С другой стороны, мы сказали, что Ломоносов был в отвлеченной сфере и уже отвлеченным по этому самому; он даже (как сказали мы) был заражен отвлеченностью своей эпохи и платил ей дань. Теперь эта сторона отвлеченности лежала и в его поэзии и даже в его воззрении вообще (конечно, не в стремлении). Российское государство заслонило перед ним русскую землю, которую он смутно чувствовал, созерцая в языке, в пространстве, к которой он темно стремился. И конечно, это производило отвлеченность его поэзии. Отвлеченность эта давала натянутость выражений, превосходящую всякую меру. Он писал, как его предшественники и современники, похвальные оды событиям военным, разным победам, одним словом, – солдатской славе, подвигам, эпохе; и так же, как они, повергался в прах перед троном (необходимая принадлежность всякого русского писателя со времени Петра до сего времени). Здесь-то являются натянутые до невероятности выражения, здесь-то, разумеется, являются похвалы на ходулях величайших, здесь все не просто, все напыщенно и надуто до невозможности. Здесь-то являются вместо русских людей какие-то Россы с переменною рифмою «колоссы». Этот оригинальный Росс никак не похож на русского человека. Росс непременно рыкает, извергает пламя и т. п. Все герои Рима и Греции приводятся сюда для сравнения, и оказывается, что все это – Росс. Отвлеченность все допускает. Нужды нет, что хотя русской может быть и выше других народов, но он никак не грек и не римлянин, у которых есть свое, им свойственное. Нужды нет; для отвлеченности все возможно, и нет никому пощады. Говорится ли о Российской армии, о Российском флоте – Марс и Нептун непременно здесь же, и оба в большом страхе. Вы встретите и прилагательное росской, российской, но русской – никогда; русской – это слово низкое. Может быть, верное чутье поэта поняло, что перед ним не русские люди, а росские. Похвалы Ломоносова современным венценосцам переходят также всякую меру. Венценосцы менялись, а поэт хвалить не уставал; восторг его безмерный был всегда готов. Неумеренный восторг к Петру доходит у Ломоносова до неприличной крайности.

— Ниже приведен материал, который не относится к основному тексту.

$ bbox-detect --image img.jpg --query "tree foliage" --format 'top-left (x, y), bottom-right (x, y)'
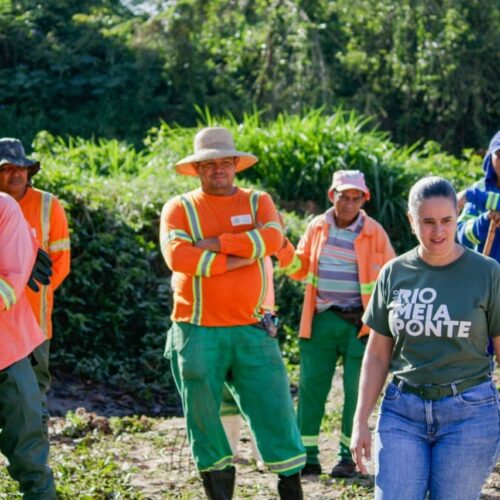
top-left (0, 0), bottom-right (498, 151)
top-left (333, 0), bottom-right (500, 149)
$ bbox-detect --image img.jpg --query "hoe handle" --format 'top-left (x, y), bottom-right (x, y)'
top-left (483, 220), bottom-right (496, 257)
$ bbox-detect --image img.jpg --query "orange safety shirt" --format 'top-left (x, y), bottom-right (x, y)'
top-left (19, 187), bottom-right (71, 339)
top-left (0, 193), bottom-right (45, 370)
top-left (160, 187), bottom-right (283, 326)
top-left (277, 209), bottom-right (395, 339)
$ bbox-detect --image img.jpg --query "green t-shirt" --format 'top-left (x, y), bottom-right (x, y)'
top-left (363, 247), bottom-right (500, 386)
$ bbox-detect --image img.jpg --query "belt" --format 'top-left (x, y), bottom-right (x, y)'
top-left (329, 305), bottom-right (364, 314)
top-left (393, 375), bottom-right (490, 401)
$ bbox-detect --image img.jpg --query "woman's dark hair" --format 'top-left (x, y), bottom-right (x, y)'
top-left (408, 176), bottom-right (457, 216)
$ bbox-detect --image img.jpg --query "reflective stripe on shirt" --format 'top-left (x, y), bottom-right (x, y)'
top-left (180, 194), bottom-right (205, 324)
top-left (40, 192), bottom-right (53, 336)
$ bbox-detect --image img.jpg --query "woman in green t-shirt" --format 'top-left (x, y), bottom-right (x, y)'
top-left (351, 176), bottom-right (500, 500)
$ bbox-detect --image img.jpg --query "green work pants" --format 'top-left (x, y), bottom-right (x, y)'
top-left (31, 340), bottom-right (51, 440)
top-left (298, 309), bottom-right (365, 464)
top-left (0, 357), bottom-right (56, 499)
top-left (166, 322), bottom-right (306, 475)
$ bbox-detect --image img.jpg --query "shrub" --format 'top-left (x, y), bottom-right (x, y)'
top-left (29, 110), bottom-right (482, 406)
top-left (146, 109), bottom-right (482, 252)
top-left (33, 132), bottom-right (183, 399)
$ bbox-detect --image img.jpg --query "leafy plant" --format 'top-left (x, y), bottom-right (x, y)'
top-left (26, 111), bottom-right (482, 400)
top-left (109, 415), bottom-right (153, 435)
top-left (1, 1), bottom-right (498, 151)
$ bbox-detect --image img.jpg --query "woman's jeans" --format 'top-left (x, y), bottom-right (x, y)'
top-left (375, 380), bottom-right (500, 500)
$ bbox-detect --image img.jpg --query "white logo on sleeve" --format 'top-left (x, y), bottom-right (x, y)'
top-left (231, 214), bottom-right (252, 226)
top-left (391, 288), bottom-right (471, 338)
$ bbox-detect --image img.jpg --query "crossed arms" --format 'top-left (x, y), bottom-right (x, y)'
top-left (159, 192), bottom-right (283, 277)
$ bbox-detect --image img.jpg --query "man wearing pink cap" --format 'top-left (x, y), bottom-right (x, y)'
top-left (277, 170), bottom-right (395, 478)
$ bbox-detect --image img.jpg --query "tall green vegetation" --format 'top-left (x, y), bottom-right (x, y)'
top-left (333, 0), bottom-right (500, 149)
top-left (146, 109), bottom-right (481, 251)
top-left (0, 0), bottom-right (167, 145)
top-left (1, 0), bottom-right (498, 152)
top-left (29, 111), bottom-right (481, 397)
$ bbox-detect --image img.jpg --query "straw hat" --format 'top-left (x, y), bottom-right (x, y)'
top-left (175, 127), bottom-right (258, 176)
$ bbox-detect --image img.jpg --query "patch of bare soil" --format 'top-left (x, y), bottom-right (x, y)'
top-left (118, 415), bottom-right (376, 499)
top-left (47, 369), bottom-right (182, 418)
top-left (45, 369), bottom-right (500, 499)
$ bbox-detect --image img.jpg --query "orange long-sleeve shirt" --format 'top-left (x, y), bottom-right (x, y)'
top-left (160, 187), bottom-right (283, 326)
top-left (277, 209), bottom-right (395, 339)
top-left (0, 193), bottom-right (44, 370)
top-left (19, 187), bottom-right (71, 339)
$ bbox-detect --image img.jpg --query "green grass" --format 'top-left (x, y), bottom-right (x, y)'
top-left (321, 407), bottom-right (343, 434)
top-left (0, 436), bottom-right (141, 499)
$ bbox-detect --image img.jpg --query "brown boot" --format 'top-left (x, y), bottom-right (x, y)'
top-left (330, 458), bottom-right (356, 478)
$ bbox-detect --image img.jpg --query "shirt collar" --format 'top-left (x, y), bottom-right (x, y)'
top-left (325, 208), bottom-right (363, 232)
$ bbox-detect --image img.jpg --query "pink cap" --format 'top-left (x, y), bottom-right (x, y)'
top-left (328, 170), bottom-right (370, 200)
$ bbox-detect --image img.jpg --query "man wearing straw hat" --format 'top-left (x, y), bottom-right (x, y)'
top-left (160, 126), bottom-right (305, 499)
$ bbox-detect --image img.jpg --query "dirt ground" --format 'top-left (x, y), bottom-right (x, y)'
top-left (47, 370), bottom-right (182, 418)
top-left (43, 368), bottom-right (500, 499)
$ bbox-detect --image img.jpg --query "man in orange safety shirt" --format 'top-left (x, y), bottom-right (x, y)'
top-left (160, 127), bottom-right (305, 499)
top-left (0, 138), bottom-right (70, 437)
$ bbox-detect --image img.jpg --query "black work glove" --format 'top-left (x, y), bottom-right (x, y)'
top-left (27, 248), bottom-right (53, 292)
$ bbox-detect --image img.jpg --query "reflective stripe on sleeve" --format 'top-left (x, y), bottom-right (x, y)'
top-left (247, 229), bottom-right (266, 259)
top-left (280, 253), bottom-right (302, 275)
top-left (306, 272), bottom-right (318, 287)
top-left (464, 219), bottom-right (481, 246)
top-left (0, 278), bottom-right (16, 310)
top-left (486, 192), bottom-right (500, 211)
top-left (49, 238), bottom-right (71, 252)
top-left (263, 221), bottom-right (283, 233)
top-left (458, 212), bottom-right (475, 224)
top-left (163, 230), bottom-right (193, 247)
top-left (360, 281), bottom-right (376, 295)
top-left (196, 251), bottom-right (217, 277)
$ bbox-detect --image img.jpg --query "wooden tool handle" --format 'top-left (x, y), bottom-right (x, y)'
top-left (483, 219), bottom-right (496, 256)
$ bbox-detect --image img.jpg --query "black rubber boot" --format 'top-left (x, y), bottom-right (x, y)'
top-left (200, 466), bottom-right (236, 500)
top-left (277, 472), bottom-right (303, 500)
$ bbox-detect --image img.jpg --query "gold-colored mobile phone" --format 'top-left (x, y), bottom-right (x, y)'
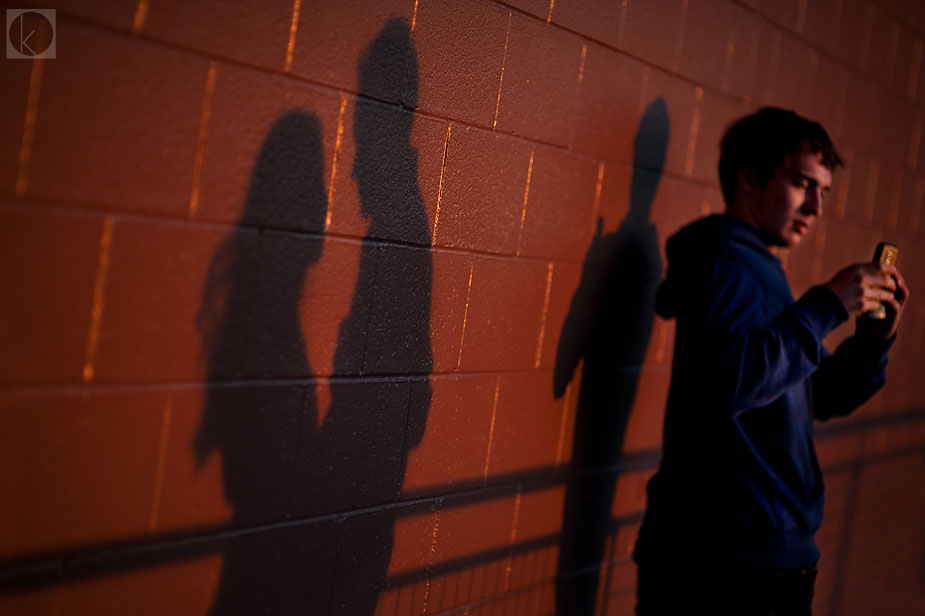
top-left (862, 242), bottom-right (899, 320)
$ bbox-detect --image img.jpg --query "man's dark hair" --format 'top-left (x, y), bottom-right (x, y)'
top-left (718, 107), bottom-right (844, 207)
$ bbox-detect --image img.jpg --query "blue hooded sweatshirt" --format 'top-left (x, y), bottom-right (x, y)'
top-left (634, 214), bottom-right (891, 568)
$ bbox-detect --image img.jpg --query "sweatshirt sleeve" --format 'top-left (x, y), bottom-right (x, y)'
top-left (812, 333), bottom-right (893, 420)
top-left (700, 258), bottom-right (848, 416)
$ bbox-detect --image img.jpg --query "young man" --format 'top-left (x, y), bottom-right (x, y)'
top-left (632, 108), bottom-right (909, 615)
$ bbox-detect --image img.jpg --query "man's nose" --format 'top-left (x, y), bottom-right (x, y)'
top-left (803, 188), bottom-right (823, 216)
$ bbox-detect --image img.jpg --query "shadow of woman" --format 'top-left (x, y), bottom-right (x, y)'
top-left (195, 110), bottom-right (335, 614)
top-left (554, 98), bottom-right (669, 616)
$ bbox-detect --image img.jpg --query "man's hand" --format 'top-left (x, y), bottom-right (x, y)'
top-left (825, 263), bottom-right (909, 340)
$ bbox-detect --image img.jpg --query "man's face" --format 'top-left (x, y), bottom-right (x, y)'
top-left (747, 144), bottom-right (833, 247)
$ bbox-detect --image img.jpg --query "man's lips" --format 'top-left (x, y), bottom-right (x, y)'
top-left (793, 220), bottom-right (810, 234)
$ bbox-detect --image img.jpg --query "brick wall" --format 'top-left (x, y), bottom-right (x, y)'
top-left (0, 1), bottom-right (923, 615)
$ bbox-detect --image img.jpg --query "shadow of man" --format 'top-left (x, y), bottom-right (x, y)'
top-left (306, 17), bottom-right (433, 615)
top-left (554, 99), bottom-right (669, 616)
top-left (195, 19), bottom-right (431, 616)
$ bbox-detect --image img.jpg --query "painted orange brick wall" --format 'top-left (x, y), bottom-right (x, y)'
top-left (1, 1), bottom-right (923, 615)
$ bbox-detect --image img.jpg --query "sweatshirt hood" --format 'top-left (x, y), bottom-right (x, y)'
top-left (656, 214), bottom-right (776, 319)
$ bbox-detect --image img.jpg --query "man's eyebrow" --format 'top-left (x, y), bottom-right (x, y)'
top-left (790, 170), bottom-right (831, 190)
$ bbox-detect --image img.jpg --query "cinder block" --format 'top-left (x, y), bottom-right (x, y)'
top-left (327, 99), bottom-right (443, 246)
top-left (377, 506), bottom-right (437, 616)
top-left (96, 220), bottom-right (307, 382)
top-left (861, 5), bottom-right (896, 82)
top-left (0, 388), bottom-right (165, 557)
top-left (152, 386), bottom-right (231, 533)
top-left (302, 237), bottom-right (363, 379)
top-left (0, 202), bottom-right (102, 386)
top-left (458, 257), bottom-right (548, 372)
top-left (517, 145), bottom-right (598, 261)
top-left (537, 261), bottom-right (582, 374)
top-left (195, 64), bottom-right (341, 231)
top-left (486, 372), bottom-right (564, 476)
top-left (214, 521), bottom-right (342, 616)
top-left (803, 0), bottom-right (841, 54)
top-left (430, 495), bottom-right (517, 603)
top-left (0, 56), bottom-right (29, 196)
top-left (289, 379), bottom-right (414, 513)
top-left (620, 0), bottom-right (684, 71)
top-left (290, 0), bottom-right (414, 96)
top-left (551, 0), bottom-right (622, 48)
top-left (570, 43), bottom-right (645, 164)
top-left (835, 0), bottom-right (870, 70)
top-left (27, 23), bottom-right (208, 216)
top-left (766, 32), bottom-right (816, 118)
top-left (640, 69), bottom-right (696, 180)
top-left (679, 0), bottom-right (737, 92)
top-left (809, 55), bottom-right (844, 132)
top-left (434, 126), bottom-right (532, 254)
top-left (362, 244), bottom-right (434, 375)
top-left (161, 384), bottom-right (316, 528)
top-left (403, 376), bottom-right (497, 491)
top-left (144, 0), bottom-right (292, 70)
top-left (0, 585), bottom-right (59, 616)
top-left (690, 91), bottom-right (748, 184)
top-left (413, 0), bottom-right (510, 127)
top-left (495, 13), bottom-right (584, 147)
top-left (331, 509), bottom-right (411, 615)
top-left (724, 11), bottom-right (770, 101)
top-left (61, 555), bottom-right (223, 616)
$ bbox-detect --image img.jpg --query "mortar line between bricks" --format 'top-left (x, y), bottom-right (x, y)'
top-left (15, 56), bottom-right (43, 197)
top-left (492, 12), bottom-right (512, 130)
top-left (502, 489), bottom-right (523, 592)
top-left (325, 93), bottom-right (348, 229)
top-left (148, 391), bottom-right (175, 532)
top-left (284, 0), bottom-right (303, 72)
top-left (421, 499), bottom-right (443, 615)
top-left (0, 366), bottom-right (671, 397)
top-left (132, 0), bottom-right (149, 34)
top-left (483, 377), bottom-right (502, 479)
top-left (684, 87), bottom-right (703, 178)
top-left (567, 43), bottom-right (588, 150)
top-left (50, 4), bottom-right (925, 129)
top-left (590, 162), bottom-right (605, 226)
top-left (617, 0), bottom-right (628, 48)
top-left (908, 40), bottom-right (923, 99)
top-left (455, 263), bottom-right (474, 369)
top-left (2, 444), bottom-right (921, 591)
top-left (188, 62), bottom-right (217, 219)
top-left (534, 263), bottom-right (554, 369)
top-left (431, 124), bottom-right (452, 245)
top-left (555, 385), bottom-right (572, 466)
top-left (907, 111), bottom-right (923, 170)
top-left (720, 14), bottom-right (738, 93)
top-left (82, 216), bottom-right (115, 383)
top-left (515, 149), bottom-right (535, 256)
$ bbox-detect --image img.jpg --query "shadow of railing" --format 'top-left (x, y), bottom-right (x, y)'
top-left (2, 406), bottom-right (922, 612)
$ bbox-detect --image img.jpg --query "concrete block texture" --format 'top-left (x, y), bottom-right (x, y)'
top-left (0, 1), bottom-right (923, 615)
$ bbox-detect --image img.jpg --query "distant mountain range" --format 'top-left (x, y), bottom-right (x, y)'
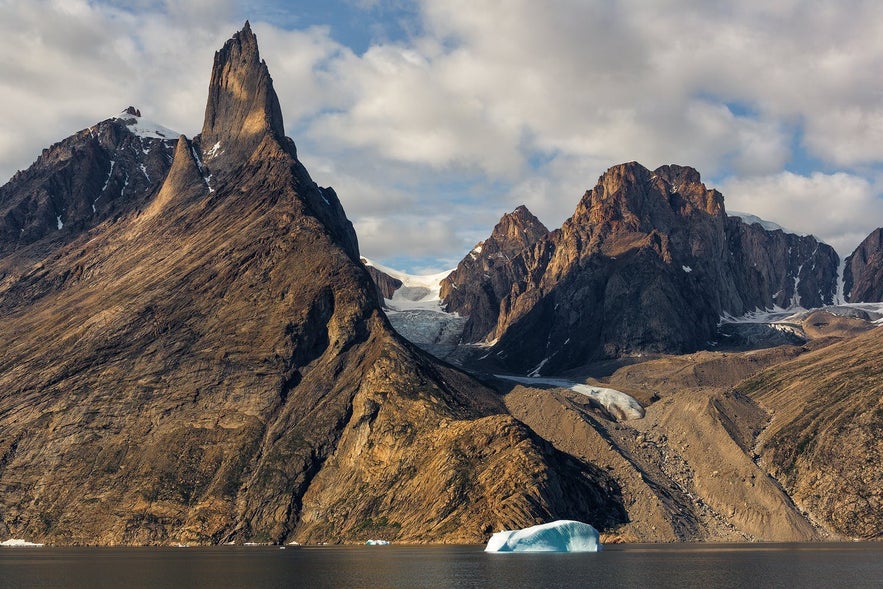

Надобно, впрочем, прибавить замечание, что Ломоносов, желая сделать сравнение для похвалы, увлекается им и представляет такой изящный, такой полный образ, после которого предмет, для которого он приведен, становится бесцветным, и видно, что сравнение – главное. Часто сравнение нейдет к предмету, приведено натянуто, и вы изумляетесь, узнав причину сравнения, которым вы увлеклись прекрасным, изящным и полным образом.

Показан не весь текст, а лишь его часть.